【改稿版】身代わりお見合い婚〜溺愛社長と子作りミッション〜
 タオルやドライヤーの場所などを説明すると、社長は脱衣所から出て行った。

 バスローブを脱ぎ、お風呂に入る。大きな浴槽にはなみなみとお湯が張っていて、高品質のタイルが床から壁まで贅沢に使用されている。

 水垢一つないクロム製の蛇口とシャワーヘッドが取り付けられ、壁には音楽を楽しむためのステレオシステムとテレビまで備えられていた。

 湯船に浸かりながら、社長と交わした会話を一つ一つ記憶に刻むように思い出していく。

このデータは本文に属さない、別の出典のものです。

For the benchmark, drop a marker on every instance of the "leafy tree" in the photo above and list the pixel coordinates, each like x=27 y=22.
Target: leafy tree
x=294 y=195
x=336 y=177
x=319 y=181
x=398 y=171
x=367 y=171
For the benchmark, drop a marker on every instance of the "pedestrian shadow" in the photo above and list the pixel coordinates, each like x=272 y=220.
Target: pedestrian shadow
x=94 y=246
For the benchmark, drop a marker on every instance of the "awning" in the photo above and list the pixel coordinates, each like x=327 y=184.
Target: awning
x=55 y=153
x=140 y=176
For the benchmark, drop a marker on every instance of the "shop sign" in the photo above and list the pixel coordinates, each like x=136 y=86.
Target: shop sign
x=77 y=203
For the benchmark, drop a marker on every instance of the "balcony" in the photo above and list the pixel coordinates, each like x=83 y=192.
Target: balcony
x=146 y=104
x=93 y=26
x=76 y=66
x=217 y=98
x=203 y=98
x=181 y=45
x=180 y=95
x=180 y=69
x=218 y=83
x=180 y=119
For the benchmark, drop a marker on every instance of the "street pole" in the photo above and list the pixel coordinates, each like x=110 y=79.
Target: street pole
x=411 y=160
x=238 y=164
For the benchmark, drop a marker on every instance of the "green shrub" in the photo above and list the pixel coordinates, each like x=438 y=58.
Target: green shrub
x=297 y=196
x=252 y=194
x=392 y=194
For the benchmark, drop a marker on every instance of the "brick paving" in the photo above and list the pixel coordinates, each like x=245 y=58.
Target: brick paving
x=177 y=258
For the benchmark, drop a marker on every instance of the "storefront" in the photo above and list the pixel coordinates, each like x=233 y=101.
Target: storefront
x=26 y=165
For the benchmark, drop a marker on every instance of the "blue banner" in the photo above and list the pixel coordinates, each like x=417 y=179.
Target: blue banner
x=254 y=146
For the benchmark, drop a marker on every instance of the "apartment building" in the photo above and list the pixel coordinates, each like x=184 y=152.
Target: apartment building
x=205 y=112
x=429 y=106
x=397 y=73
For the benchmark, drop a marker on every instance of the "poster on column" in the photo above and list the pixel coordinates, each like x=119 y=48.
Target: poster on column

 社長の笑顔、社長の仕草。会話以上に強烈に覚えている。

(憧れの芸能人とお話できたら、こんな心境なのかな)

 まさか社長の家で、お風呂まで使わせていただくことになるなんて。

(あのベッドでいつも社長は寝ているのよね)

 想像しただけで顔が熱くなる。のぼせる前に急いでお風呂から上がった。

 ドライヤーで髪を乾かし、バスローブを羽織る。下着をはいていないので、心許ない。

 普段からスッピンなので化粧を落とした姿には抵抗はないけれど、ノーパンで社長の前に立つのはさすがに抵抗がある。